Opinion
October 18, 2001.
Proceeding pursuant to CPLR article 78 (transferred to this Court by order of the Supreme Court, entered in Clinton County) to review a determination of respondent which found petitioner guilty of violating certain prison disciplinary rules.
Robert G. Campbell, Pine City, petitioner pro se.
Eliot Spitzer, Attorney-General (Patrick Barnett-Mulligan of counsel), Albany, for respondent.
Before: Cardona, P.J., Peters, Spain, Mugglin and Rose, JJ.
MEMORANDUM AND JUDGMENT
Petitioner was the subject of two misbehavior reports, the first of which alleged that he had refused a correction officer's request to provide a urine sample for testing. As a result, petitioner was charged with refusing to obey a direct order and violating urinalysis testing procedures. Following his refusal, petitioner was being frisked when the correction officer observed him putting something in his mouth. The officer alleged that petitioner subsequently admitted that he had swallowed part of a "joint". Having already completed the first misbehavior report, the correction officer then prepared a second report, charging petitioner with interfering with an employee and violating frisk procedures. Petitioner was placed in isolation under close watch for the next 30 hours during which time he expelled what is referred to in the record only as "the contraband".
At the ensuing disciplinary hearing, the two misbehavior reports were introduced in evidence as was the testimony of the correction officer who had written them and who had witnessed the events leading up to the charges. Petitioner was ultimately found guilty of all the charges in both reports.
Petitioner initiated this CPLR article 78 proceeding contending that he should not have been found guilty of the charges in the first misbehavior report, i.e., those relating to his alleged refusal to give a urine sample, because he is incapable of urinating on demand due to a childhood accident that caused him to suffer a urethral stricture. Petitioner states that he explained this to the correction officer at the time he was ordered to produce a urine specimen, however, the officer's response was that he would interpret petitioner's statement as a refusal. The testimony of an inmate witness who was present in the urinalysis room supported petitioner's version of the incident. He stated that he had heard petitioner inform the correction officer that he was physically unable to produce a specimen and that he had requested that someone be sent from the infirmary to confirm this.
Although respondent asserts that petitioner waived this issue by making no mention of it before the Hearing Officer, the presentation of testimony from this inmate witness belies that contention as does petitioner's statement at the hearing that his medical records would support his assertions regarding the limitations imposed by his urethral stricture.
Pursuant to 7 NYCRR 1020.4 (d) (4), an inmate who has been ordered to give a sample for urinalysis but who represents that he is unable to do so immediately is to be "detained until he is able to provide a urine specimen". The inmate is to be given a period of three hours to provide the sample.

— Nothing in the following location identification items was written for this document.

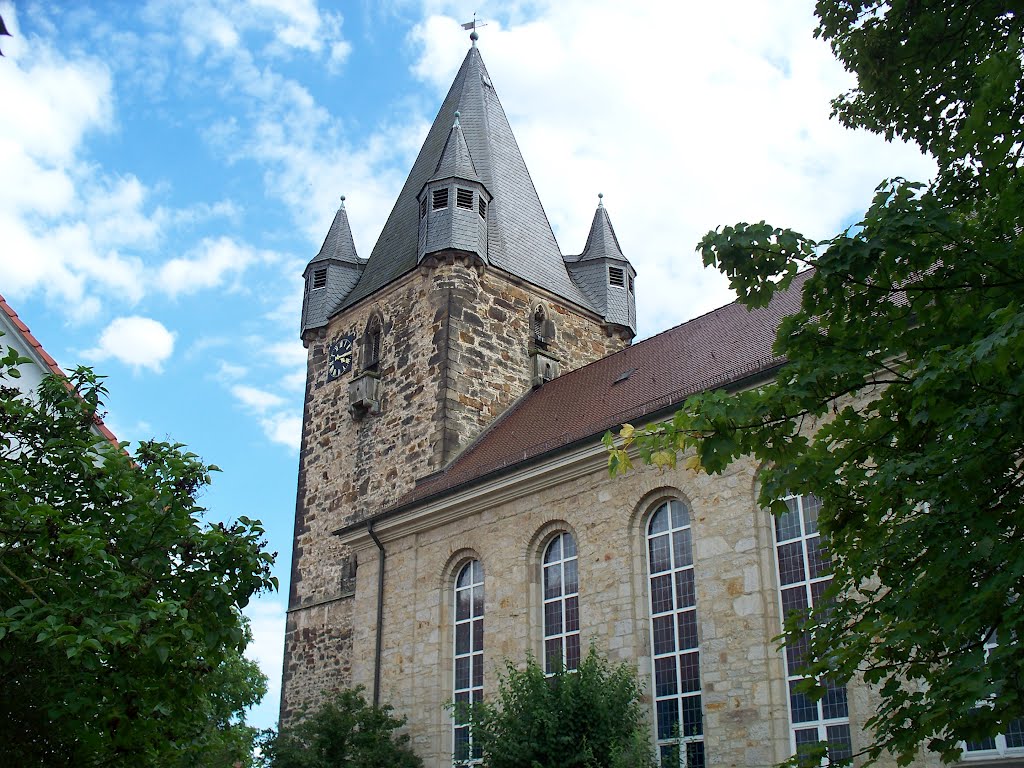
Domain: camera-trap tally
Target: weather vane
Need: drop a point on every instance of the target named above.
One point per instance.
(474, 25)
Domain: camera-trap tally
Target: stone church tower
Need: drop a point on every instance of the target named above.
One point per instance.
(465, 304)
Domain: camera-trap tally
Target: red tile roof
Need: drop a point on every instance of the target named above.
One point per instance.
(47, 360)
(723, 347)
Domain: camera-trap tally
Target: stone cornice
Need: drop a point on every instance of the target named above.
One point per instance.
(479, 497)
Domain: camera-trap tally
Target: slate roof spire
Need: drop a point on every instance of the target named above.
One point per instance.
(332, 273)
(520, 241)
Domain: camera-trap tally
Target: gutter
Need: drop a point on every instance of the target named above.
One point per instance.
(380, 613)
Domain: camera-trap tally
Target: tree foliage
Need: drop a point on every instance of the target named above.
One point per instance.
(120, 627)
(902, 401)
(588, 718)
(344, 732)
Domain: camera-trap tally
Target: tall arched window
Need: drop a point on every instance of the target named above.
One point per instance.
(468, 685)
(372, 344)
(804, 574)
(561, 605)
(674, 636)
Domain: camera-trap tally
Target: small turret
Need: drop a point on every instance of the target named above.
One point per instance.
(331, 274)
(604, 274)
(454, 204)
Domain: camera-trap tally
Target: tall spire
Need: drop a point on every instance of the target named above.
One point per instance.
(339, 243)
(519, 238)
(604, 274)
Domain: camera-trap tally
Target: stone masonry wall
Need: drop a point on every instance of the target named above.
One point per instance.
(454, 355)
(489, 338)
(743, 689)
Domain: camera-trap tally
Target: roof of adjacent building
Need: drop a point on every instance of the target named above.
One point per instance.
(44, 359)
(519, 237)
(724, 347)
(601, 242)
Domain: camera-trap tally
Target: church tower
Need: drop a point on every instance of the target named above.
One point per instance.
(465, 304)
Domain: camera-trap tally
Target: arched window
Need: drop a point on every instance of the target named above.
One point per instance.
(561, 605)
(372, 344)
(804, 574)
(468, 685)
(674, 636)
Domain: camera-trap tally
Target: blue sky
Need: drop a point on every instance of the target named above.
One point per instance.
(169, 167)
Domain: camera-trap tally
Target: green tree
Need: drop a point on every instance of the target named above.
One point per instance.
(902, 400)
(344, 732)
(588, 718)
(120, 627)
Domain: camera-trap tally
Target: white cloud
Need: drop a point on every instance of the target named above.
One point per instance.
(288, 353)
(276, 417)
(284, 428)
(266, 619)
(212, 263)
(256, 399)
(137, 342)
(228, 372)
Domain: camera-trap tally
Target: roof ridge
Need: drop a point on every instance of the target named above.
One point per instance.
(520, 237)
(51, 364)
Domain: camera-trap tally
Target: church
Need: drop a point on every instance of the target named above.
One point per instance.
(454, 506)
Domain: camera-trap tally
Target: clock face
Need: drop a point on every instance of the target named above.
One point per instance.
(339, 358)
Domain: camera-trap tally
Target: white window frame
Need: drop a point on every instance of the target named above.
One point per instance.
(470, 651)
(1000, 749)
(809, 540)
(680, 570)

If he has failed to do so at the end of this time, he will be considered to have refused to comply and will be subject to the same penalties as if his urine had tested positive for the presence of controlled substances (see, 7 NYCRR 1020.4 [d] [4]). It is uncontested in this matter that petitioner was not afforded the requisite three-hour period of time in which to produce a specimen. Instead, the correction officer interpreted petitioner's medical explanation as a refusal to provide a sample and immediately wrote the misbehavior report charging him with refusing to obey a direct order and violating urinalysis testing procedures. In view of this deviation from the requirements of 7 NYCRR 1020.4 (d) (4), we conclude that the determination with respect to the charges set forth in the first misbehavior report must be annulled (see generally, Matter of Webb v. Goord, 261 A.D.2d 913; Matter of Gittens v. Goord, 249 A.D.2d 622; cf., Matter of Cunningham v. Goord, 274 A.D.2d 814).
As to the charges set forth in the second misbehavior report, alleging that petitioner interfered with an employee and violated frisk procedures, substantial evidence in the form of the report itself and testimony given by the correction officer who authored it support the determination of petitioner's guilt (see, Matter of Jackson v. Portuondo, 281 A.D.2d 740; Matter of Robertson v. Selsky, 279 A.D.2d 680).
Cardona, P.J., Peters, Spain, Mugglin and Rose, JJ., concur.
ADJUDGED that the determination is modified, without costs, by annulling so much thereof as found petitioner guilty of violating the prison disciplinary rules that prohibit refusing to obey a direct order and violating urinalysis testing procedures; petition granted to that extent and respondent is directed to expunge all references thereto from petitioner's institutional records; and, as so modified, confirmed.